Likewise, Intel, primarily among chipmakers, had remarkably improved both performance and power efficiency.
Finally, data center engineering, particular cooling, plus data center infrastructure management (DCIM) software tools, gave operators ways to improve both data center uptime availability as well as significant operational cost benefits.
While in its truly modern computing context, cloud computing dates to 2006 (even well before that, in actuality), it didn’t really begin to show significant promise until the 2013 time frame, fed by fiber optic cable and modern networking. But the growth trajectory has been steep; by the close of 2020, it will have crossed $241B in global market revenues, according to an article in CIO, citing a 2019 year-end Forrester Research report.
Now It’s Carbon
The driver for the most recent hot attention on data centers, the Internet and cloud infrastructure is the impact of carbon emissions in the atmosphere in its contribution to accelerating climate change. The ICT and data center industry currently consumes over two percent of the world’s electric power.
The explosive rate of growth in mobile and wireless devices, the IoT, and the plethora of technologies that underpin the digital transformation of the global economy, could see that rise to as high as eight percent by 2030, according to Swedish researcher Anders Andrea, working on behalf of Huawei.
Roger Strukhoff, principal analyst for the Tau Institute for Global ICT Research, investigating on behalf of the SmartNations Foundation, is more modest in his global projections at more like six-plus percent, that he suggests will be the result of normal technology advance in development.
The RE100 and the Digital Infrastructure Industry
As a response to climate change threat from carbon emissions, the RE100, is a global corporate listing of, now, 221 companies, primarily leading and influential brands, which pledge themselves to 100 percent renewable power in all of their operations by a specified year, and by not later than by 2050. Most of them have set targets that pull their promises back in to dates much earlier
RE100 is managed by The Climate Group in partnership with CDP, an organization that runs environmental impact disclosure systems and services.
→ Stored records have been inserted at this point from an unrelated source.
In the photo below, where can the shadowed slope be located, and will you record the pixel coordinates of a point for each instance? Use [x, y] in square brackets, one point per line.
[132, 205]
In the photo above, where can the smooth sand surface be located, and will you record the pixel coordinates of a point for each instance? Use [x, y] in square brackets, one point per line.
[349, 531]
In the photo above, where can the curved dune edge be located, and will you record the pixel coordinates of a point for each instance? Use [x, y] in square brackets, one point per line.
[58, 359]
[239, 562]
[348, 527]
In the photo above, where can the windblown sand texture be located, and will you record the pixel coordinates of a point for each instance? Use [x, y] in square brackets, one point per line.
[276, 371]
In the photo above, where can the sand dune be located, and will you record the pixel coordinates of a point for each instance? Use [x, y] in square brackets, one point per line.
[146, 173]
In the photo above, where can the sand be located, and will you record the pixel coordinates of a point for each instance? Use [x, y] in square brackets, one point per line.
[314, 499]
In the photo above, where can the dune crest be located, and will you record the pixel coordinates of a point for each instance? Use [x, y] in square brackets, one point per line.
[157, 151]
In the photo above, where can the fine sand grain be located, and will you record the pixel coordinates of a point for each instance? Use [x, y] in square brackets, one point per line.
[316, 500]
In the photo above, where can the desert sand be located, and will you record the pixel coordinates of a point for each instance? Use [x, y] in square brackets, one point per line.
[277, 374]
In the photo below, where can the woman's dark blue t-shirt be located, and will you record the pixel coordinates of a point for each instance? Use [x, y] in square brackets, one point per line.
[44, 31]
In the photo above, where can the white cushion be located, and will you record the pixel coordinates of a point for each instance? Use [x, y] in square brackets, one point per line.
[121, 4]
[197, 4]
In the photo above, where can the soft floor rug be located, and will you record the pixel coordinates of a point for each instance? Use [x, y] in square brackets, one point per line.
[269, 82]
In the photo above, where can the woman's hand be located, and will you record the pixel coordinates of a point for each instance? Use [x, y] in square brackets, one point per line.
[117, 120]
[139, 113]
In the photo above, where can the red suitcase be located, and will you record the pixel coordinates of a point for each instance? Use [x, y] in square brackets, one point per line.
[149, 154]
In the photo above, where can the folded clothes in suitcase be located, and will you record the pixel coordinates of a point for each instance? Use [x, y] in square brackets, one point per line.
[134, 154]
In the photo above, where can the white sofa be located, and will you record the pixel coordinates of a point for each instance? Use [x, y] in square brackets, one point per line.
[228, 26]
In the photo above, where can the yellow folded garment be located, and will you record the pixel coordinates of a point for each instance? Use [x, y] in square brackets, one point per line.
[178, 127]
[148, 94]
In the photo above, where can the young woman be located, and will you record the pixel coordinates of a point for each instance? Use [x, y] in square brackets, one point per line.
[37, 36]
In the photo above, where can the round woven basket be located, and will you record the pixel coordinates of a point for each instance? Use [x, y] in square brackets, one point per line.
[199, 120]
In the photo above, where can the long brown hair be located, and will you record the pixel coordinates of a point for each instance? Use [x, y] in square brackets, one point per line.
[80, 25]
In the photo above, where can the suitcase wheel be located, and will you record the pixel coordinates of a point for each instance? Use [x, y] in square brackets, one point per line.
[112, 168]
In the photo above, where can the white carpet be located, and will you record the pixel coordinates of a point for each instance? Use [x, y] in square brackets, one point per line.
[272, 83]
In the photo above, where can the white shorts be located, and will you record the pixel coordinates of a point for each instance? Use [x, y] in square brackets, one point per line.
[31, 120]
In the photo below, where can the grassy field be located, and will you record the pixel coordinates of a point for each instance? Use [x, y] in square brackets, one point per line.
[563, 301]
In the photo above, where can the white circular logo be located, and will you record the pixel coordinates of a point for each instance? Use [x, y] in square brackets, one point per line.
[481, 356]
To be a partner company, beyond making the 100-percent pledge, companies are required to disclose their power use and source data to The Climate Group, which, with CDP, monitors, verifies and reports on progress.
While virtually all of these companies have major ICT, internet and data center operations, for about 10 percent of them, the value chain of data centers, telecom networks, and cloud overall represent the primary business-of-the-business in varying ways.
One of the most recent data center companies to join RE100 was QTS. The Overland Park, Kansas-headquartered REIT that joined in July, 2019 with a target for 100 percent of its electric power being procured from renewable sources by 2025.
QTS joins other other major hyperscale cloud, telecom network and colocation data center companies who are already RE100 partner companies, including: Equinix, Iron Mountain, Facebook, AT&T, BT, Digital Realty, Google, Microsoft, Rackspace, Salesforce, SAP, Switch, Telefonica, Verizon, VMWare, Vodafone, Deutsche Telekom, eBay, and T-Mobile.
RE100 is a renewable power demand-side initiative to stimulate an increase in the supply of renewable energy available in the market in the shortest time-span possible.
Part of the RE100 effort is to help make the business cast for increasing renewables investment and development by utilities, energy marketers and policymakers. The Climate Group and CDP member organizations of the We Mean Business coalition for accelerating the transition to the zero-carbon economy.
Sustainability and the drive down to carbon zero is now a clear mandate for the digital infrastructure industry. For both its business life, and the slowing of climate change.